Сын Всеволода уже пришел в себя, но выглядел так, будто не знал, что ему теперь с этим делать.
— Должно быть, я слишком сильно ударил его ногой по голове, — Грас прожал плечами. — И сломал свой палец.
— Ну, если вы так поступили, значит, была причина, — заметил Гирундо.
— Тебе легко говорить, — буркнул Грас. — А знаешь, что лекари сделают для меня? Ничего! Я уже ломал палец на ноге, пытаясь пройти в дверь вместо дверного проема. Лекари сказали мне: «Если мы наложим шину, это заживет через шесть недель. А если нет — через месяц с половиной». И поэтому они не стали ничего делать — и теперь не станут.

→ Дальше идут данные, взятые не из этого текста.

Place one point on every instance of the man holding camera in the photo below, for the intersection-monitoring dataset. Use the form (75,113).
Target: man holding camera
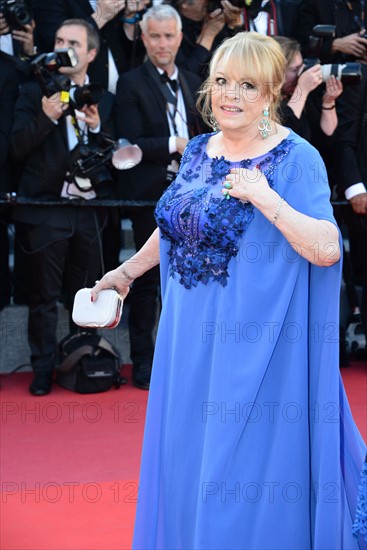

— Да вы счастливчик, ваше величество.
Если не принимать во внимание палец, Грас на самом деле чувствовал, что ему здорово повезло. Аворнийцы взяли Нишеватц без особых потерь. Низвергнутый может быть изгнан отсюда. А глядя на Василко, Грас подумал, что не всякое сотрясение мозгов идет на пользу их обладателю. Король обратился к Птероклсу:
— Есть ли какой-нибудь признак, что Низвергнутый пытается вдохнуть в него силу еще раз?
— Дайте я проверю, — кивнул волшебник.
То, что последовало, не было заклинанием в точном смысле. Казалось, что колдун напряженно вслушивается. Спустя секунду он покачал головой.
— Нет, ваше величество.
— Мне приходится верить тебе.
Грас снова взглянул на Василко, который сейчас больше всего напоминал безмозглого раба, а затем повернулся к Гирундо.
— Где Белойец? Принц Белойец, так мне надо говорить?
— Он где-то в Нишеватце, — ответил генерал. — Я видел, как он поднимался по лестнице. Что случилось с ним потом — не знаю.
— Надо найти его. Пора ему уже становиться принцем — понимаешь, что я имею в виду? Надеюсь, с ним ничего не случилось. Это было бы плохо для нас — поскольку он, несомненно, лучший из сподвижников Всеволода — моложе и наиболее здравомыслящий.
— Я позабочусь об этом.
Гирундо приказал солдатам отправиться на поиски Белойеца, предварительно удостоверившись, что они знают, как выглядит черногорский дворянин. А затем обратился к королю:
— Насколько мне известно, каждый пятый в Нишеватце носит имя Белойец. Но нам нужен один, конкретный, а не толпа.
— Правильно, — согласился Грас.
Он не мог представить толпу аворнийцев, носящих его имя, но был уверен, что некоторое количество таких имеется. То же самое могло с легкостью оказаться верным и для черногорцев.
Спустя примерно полчаса в сопровождении одного из солдат Гирундо на площадь перед домом-крепостью пришел Белойец. Лицо нового правителя Нишеватца было так же перепачкано сажей, как и у всех остальных. Но сквозь грязь были видны следы слез.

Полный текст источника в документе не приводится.